The Jackson Laboratory team evaluated the retinoid-related orphan receptor beta (RORβ) gene and its role in eye development and neurodevelopmental disorders.
A recent publication in G3 (Genes, Genomes, Genetics) presents research from Associate Research Scientist Abigail Tadenev, Ph.D., of The Jackson Laboratory (JAX). Tadenev works in the Burgess Lab, which is focused on understanding synaptic connectivity in the nervous system. Tadenev, pre-doctoral associate, George Murray and team evaluated the retinoid-related orphan receptor beta (RORβ) gene and its role in eye development and neurodevelopmental disorders. The RORβ gene produces two main protein structures, or isoforms, one specific to the retina and another present in the central nervous system.
The loss of RORβ in mice leads to malformations in the eye such as disorganized retina layers, postnatal degeneration, and the production of immature cone photoreceptors. RORβ-deficient mice also exhibit a high-stepping gait caused by reduced inhibitory interneuron activity in the spinal cord. How does this translate to people? Human RORβ variants are associated with susceptibility to certain neurodevelopmental conditions, including generalized epilepsies, intellectual disability, bipolar disorder and autism spectrum disorders. The exact mechanisms by which RORβ variants contribute to these disorders in humans remain unclear, but they may involve abnormal neural circuit formation and hyperexcitability during development.

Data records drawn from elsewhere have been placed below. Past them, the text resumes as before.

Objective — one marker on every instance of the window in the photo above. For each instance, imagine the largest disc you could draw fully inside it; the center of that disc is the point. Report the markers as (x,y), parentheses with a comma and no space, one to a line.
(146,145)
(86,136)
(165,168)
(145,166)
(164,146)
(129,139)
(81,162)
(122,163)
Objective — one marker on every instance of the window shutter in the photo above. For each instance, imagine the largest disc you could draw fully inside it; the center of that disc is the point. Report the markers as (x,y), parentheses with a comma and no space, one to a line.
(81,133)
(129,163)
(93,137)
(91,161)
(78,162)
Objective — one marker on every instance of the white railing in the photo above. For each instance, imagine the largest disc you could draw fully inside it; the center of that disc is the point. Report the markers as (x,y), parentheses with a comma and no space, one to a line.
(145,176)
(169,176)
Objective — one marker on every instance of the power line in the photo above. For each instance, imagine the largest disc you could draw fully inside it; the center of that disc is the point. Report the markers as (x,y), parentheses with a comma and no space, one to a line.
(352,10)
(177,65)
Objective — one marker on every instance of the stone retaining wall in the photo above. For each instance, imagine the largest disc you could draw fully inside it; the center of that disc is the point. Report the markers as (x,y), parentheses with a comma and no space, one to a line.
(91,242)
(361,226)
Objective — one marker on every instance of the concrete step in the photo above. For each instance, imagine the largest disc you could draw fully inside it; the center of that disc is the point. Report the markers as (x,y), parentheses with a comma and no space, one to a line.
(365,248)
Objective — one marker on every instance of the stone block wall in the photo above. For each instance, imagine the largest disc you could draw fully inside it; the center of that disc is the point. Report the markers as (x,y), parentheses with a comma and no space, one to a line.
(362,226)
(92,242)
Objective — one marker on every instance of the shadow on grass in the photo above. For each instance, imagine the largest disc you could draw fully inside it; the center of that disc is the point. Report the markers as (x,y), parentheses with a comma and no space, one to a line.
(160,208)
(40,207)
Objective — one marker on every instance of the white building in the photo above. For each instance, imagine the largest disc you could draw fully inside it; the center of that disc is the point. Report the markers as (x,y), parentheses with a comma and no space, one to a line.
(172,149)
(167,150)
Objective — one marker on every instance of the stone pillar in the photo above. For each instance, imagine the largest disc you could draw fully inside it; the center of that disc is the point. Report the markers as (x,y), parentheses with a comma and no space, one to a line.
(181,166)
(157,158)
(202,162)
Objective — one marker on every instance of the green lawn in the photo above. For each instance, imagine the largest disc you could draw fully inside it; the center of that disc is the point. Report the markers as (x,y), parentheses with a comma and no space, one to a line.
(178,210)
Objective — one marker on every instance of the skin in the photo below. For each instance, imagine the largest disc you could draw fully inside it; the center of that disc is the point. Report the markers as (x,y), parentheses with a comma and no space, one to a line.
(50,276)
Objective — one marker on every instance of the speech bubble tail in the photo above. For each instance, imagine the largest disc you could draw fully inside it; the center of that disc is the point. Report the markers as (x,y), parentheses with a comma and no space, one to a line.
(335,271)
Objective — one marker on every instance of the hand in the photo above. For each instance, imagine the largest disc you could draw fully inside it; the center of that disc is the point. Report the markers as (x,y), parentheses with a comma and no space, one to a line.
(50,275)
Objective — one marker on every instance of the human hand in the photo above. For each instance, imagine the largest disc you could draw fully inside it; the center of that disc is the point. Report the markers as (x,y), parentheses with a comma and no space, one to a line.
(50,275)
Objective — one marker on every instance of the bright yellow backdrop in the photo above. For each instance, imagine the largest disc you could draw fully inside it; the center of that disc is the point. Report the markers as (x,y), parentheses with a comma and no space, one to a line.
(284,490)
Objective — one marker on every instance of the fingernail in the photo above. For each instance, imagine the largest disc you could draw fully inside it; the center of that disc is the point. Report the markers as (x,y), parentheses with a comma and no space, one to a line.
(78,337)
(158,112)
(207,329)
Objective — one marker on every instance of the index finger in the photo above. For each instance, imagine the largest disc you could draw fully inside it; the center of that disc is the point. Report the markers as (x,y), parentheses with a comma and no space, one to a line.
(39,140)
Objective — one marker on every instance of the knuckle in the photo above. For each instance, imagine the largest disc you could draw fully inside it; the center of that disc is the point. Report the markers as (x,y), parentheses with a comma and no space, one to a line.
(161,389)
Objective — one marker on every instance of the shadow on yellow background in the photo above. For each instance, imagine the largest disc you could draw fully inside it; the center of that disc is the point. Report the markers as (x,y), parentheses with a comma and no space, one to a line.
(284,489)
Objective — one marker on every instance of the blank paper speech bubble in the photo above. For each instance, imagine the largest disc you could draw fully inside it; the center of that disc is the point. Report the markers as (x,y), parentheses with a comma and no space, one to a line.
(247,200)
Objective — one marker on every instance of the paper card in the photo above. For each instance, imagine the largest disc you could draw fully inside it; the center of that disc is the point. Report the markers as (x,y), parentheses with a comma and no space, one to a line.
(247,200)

Tadenev and colleagues identified 5 spontaneous RORβ mutant mice strains that exhibited a high-stepping gait. A subset of the strains also exhibited retinal abnormalities and cognition-linked behavioral changes. When analyzing how changes to the RORβ gene impact gene expression, all showed similarities in the unfolded protein response and pathways related to stress on the endoplasmic reticulum, the organelle in charge of protein synthesis, transportation, and folding. Further study of this relationship between RORβ mutations and the unfolding protein response may help explain the involvement of RORβ in the pathophysiology of neurodevelopmental disorders.